KNOWLEDGEBASE - ARTICLE #2002

What does kurtosis measure (not the shape of the distribution).

The distribution of a set of values can be quantified by the skewness (which measures asymmetry) and kurtosis. What does kurtosis measure? It is often said that is quantifies the shape of the peak of the  distribution or the peakedness of the distribution, but Westfall has persuasively demonstrated that this is not true(1).

Understanding how kurtosis is computed can help you understand what it means. These steps compute the kurtosis of a set of values:

  1. Subtract the sample mean from each value,  The result will be positive for values greater than the mean, negative for values that are smaller than the mean, and zero for values that exactly equal the mean.
  2. Divide each of the differences computed in step 1 by the standard deviation of the values. These ratios (the difference between each value and the mean divided by the standard deviation) are called z ratios.
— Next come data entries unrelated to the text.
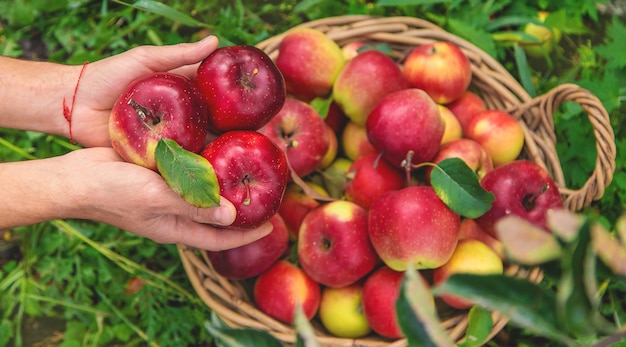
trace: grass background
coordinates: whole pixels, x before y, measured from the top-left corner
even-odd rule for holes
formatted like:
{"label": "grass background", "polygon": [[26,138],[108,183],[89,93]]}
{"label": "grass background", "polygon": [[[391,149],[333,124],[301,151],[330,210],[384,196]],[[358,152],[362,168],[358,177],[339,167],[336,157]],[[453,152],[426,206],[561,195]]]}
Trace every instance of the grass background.
{"label": "grass background", "polygon": [[[604,198],[583,213],[612,227],[626,203],[624,7],[623,1],[591,0],[0,1],[0,54],[82,64],[137,45],[195,41],[209,33],[222,45],[255,44],[303,21],[343,14],[425,18],[488,51],[531,93],[571,82],[602,100],[616,132],[617,171]],[[561,30],[562,39],[545,57],[524,63],[515,46],[498,35],[524,39],[523,25],[539,10],[551,13],[550,25]],[[498,18],[509,22],[494,26]],[[590,126],[571,105],[560,109],[555,121],[568,182],[580,186],[595,160]],[[0,129],[3,162],[73,149],[64,138]],[[188,283],[173,245],[81,220],[1,233],[0,346],[210,344],[202,327],[209,310]],[[624,281],[610,275],[601,280],[603,313],[621,325]],[[549,277],[546,281],[550,285]],[[489,344],[549,341],[507,326]]]}

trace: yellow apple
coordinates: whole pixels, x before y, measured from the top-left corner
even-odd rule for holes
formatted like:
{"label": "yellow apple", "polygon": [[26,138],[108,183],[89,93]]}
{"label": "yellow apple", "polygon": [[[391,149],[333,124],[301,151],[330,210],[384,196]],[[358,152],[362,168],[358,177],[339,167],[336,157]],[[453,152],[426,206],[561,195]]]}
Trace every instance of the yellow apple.
{"label": "yellow apple", "polygon": [[459,119],[456,118],[454,113],[446,106],[437,105],[437,108],[439,108],[439,115],[446,126],[443,131],[443,137],[441,138],[441,144],[443,145],[452,140],[460,139],[463,136],[463,130],[461,129]]}
{"label": "yellow apple", "polygon": [[[503,261],[491,247],[476,239],[462,239],[452,257],[433,270],[433,282],[439,284],[455,273],[487,275],[502,274],[503,271]],[[472,302],[454,295],[442,295],[441,300],[457,309],[467,309],[473,305]]]}
{"label": "yellow apple", "polygon": [[343,338],[362,337],[371,331],[363,314],[361,300],[363,286],[355,283],[346,287],[325,287],[319,308],[324,327],[333,335]]}

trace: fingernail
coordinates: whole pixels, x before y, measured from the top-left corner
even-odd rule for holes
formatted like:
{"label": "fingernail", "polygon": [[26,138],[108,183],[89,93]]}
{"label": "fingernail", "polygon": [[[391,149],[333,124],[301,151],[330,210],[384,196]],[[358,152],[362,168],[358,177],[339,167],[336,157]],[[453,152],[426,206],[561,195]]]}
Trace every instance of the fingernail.
{"label": "fingernail", "polygon": [[233,211],[228,206],[216,207],[213,218],[215,219],[216,224],[224,226],[231,225],[235,221]]}

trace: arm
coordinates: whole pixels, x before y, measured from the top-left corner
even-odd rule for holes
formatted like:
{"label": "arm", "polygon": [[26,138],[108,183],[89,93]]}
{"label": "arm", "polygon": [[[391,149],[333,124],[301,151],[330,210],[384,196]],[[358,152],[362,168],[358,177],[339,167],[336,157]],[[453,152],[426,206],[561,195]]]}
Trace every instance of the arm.
{"label": "arm", "polygon": [[[104,222],[161,243],[219,250],[252,242],[271,223],[251,230],[229,225],[233,205],[200,209],[186,203],[154,171],[129,164],[108,147],[111,108],[126,86],[157,71],[193,76],[217,39],[141,46],[88,64],[72,113],[74,140],[87,147],[63,156],[0,163],[0,229],[80,218]],[[63,99],[71,107],[83,66],[0,57],[0,127],[69,137]]]}
{"label": "arm", "polygon": [[[89,63],[80,78],[72,112],[74,140],[87,147],[110,146],[109,113],[131,81],[160,71],[192,77],[217,44],[217,38],[209,36],[194,43],[140,46]],[[69,138],[63,99],[71,108],[82,69],[82,65],[0,57],[0,127]]]}
{"label": "arm", "polygon": [[[271,224],[252,230],[220,229],[235,208],[195,208],[154,171],[122,161],[111,148],[89,148],[63,156],[0,164],[0,230],[80,218],[107,223],[159,243],[220,250],[252,242]],[[27,207],[27,208],[25,208]]]}

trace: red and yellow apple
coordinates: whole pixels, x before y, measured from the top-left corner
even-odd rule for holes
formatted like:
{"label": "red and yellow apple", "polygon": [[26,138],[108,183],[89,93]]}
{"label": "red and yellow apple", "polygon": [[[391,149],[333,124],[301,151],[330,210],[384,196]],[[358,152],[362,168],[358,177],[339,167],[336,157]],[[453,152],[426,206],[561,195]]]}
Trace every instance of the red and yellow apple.
{"label": "red and yellow apple", "polygon": [[349,121],[341,133],[341,148],[343,155],[348,159],[355,160],[358,157],[376,153],[376,148],[367,138],[365,126]]}
{"label": "red and yellow apple", "polygon": [[465,137],[478,142],[489,154],[494,166],[517,159],[524,147],[524,129],[510,113],[484,110],[467,125]]}
{"label": "red and yellow apple", "polygon": [[328,96],[345,62],[341,47],[313,28],[287,31],[276,57],[276,66],[285,77],[287,93],[303,101]]}
{"label": "red and yellow apple", "polygon": [[381,160],[378,154],[367,154],[355,159],[346,177],[346,200],[366,210],[383,193],[401,189],[407,184],[405,172]]}
{"label": "red and yellow apple", "polygon": [[379,262],[368,236],[367,211],[345,200],[311,210],[298,235],[298,260],[316,282],[328,287],[355,283]]}
{"label": "red and yellow apple", "polygon": [[[438,164],[448,158],[463,160],[479,179],[493,169],[493,162],[487,151],[478,142],[468,138],[456,139],[441,145],[432,162]],[[432,167],[427,168],[428,176],[432,170]]]}
{"label": "red and yellow apple", "polygon": [[469,58],[449,41],[415,47],[406,56],[403,67],[411,87],[424,90],[438,104],[458,99],[472,81]]}
{"label": "red and yellow apple", "polygon": [[263,129],[287,155],[289,165],[304,177],[320,164],[330,146],[324,119],[309,104],[287,97],[285,104]]}
{"label": "red and yellow apple", "polygon": [[367,137],[392,166],[432,160],[445,131],[437,104],[423,90],[403,89],[384,96],[372,109],[365,124]]}
{"label": "red and yellow apple", "polygon": [[259,310],[287,324],[293,323],[297,305],[301,305],[304,315],[312,319],[321,300],[319,283],[287,260],[279,260],[261,273],[254,282],[252,293]]}
{"label": "red and yellow apple", "polygon": [[408,88],[400,66],[377,50],[367,50],[349,60],[333,85],[333,100],[346,117],[365,125],[370,111],[383,96]]}
{"label": "red and yellow apple", "polygon": [[441,144],[463,137],[463,128],[461,128],[461,123],[456,118],[454,113],[452,113],[452,111],[444,105],[438,104],[437,107],[439,108],[439,114],[445,124],[443,136],[441,137]]}
{"label": "red and yellow apple", "polygon": [[368,217],[369,236],[380,258],[396,271],[412,265],[434,269],[456,247],[461,218],[430,186],[410,186],[374,200]]}
{"label": "red and yellow apple", "polygon": [[199,152],[207,135],[208,109],[187,77],[159,72],[131,82],[109,117],[111,146],[124,160],[157,171],[161,138]]}

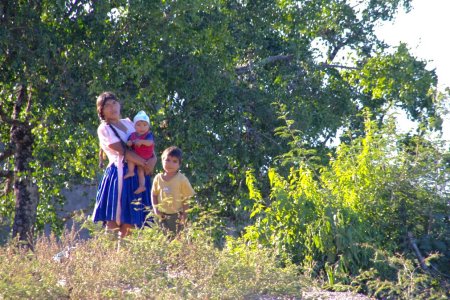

By definition, the average of these values is zero and their standard deviation is 1. 
  3. For each value, compute z4. In case that doesn't render well, that is z to the fourth power.  All these values are positive. 
  4. Average that list of values  by dividing the sum of those values by n-1, where n is the number of values in the sample. Why n-1 rather than n? For the same reason that n-1 is used when computing the standard deviation. 
  5. With a Gaussian distribution, you expect that average to equal 3. Therefore, subtract 3 from that average Gaussian data are expected to have a kurtosis of 0. ?This value is sometimes called the excess kurtosis.

Because the z values are taken to the fourth power, only large z values (so only values far from the mean) have a big impact on the kurtosis. If one value has a z value of 1 and another has a z value of 2, the second value will have 16 times more impact on the kurtosis (because 2 to the fourth power is 16). If one value has a z value of 1 and another has a z value of 3 (so is three times further from the mean), the second value will have 81 times more impact on the kurtosis (because 3 to the fourth power is 81). Accordingly, values near the mean (especially those less than one SD from the mean) have very little impact on the kurtosis, while values far from the mean have a huge impact. For this reason, the kurtosis does not quantify peakedness and does not really quantify the shape of the bulk of the distribution. Rather kurtosis quantifies the overall impact of points far from the mean. 

1.    Westfall PH. Kurtosis as Peakedness, 1905–2014. R.I.P. The American Statistician. 2014 Aug 11;68(3):191–5.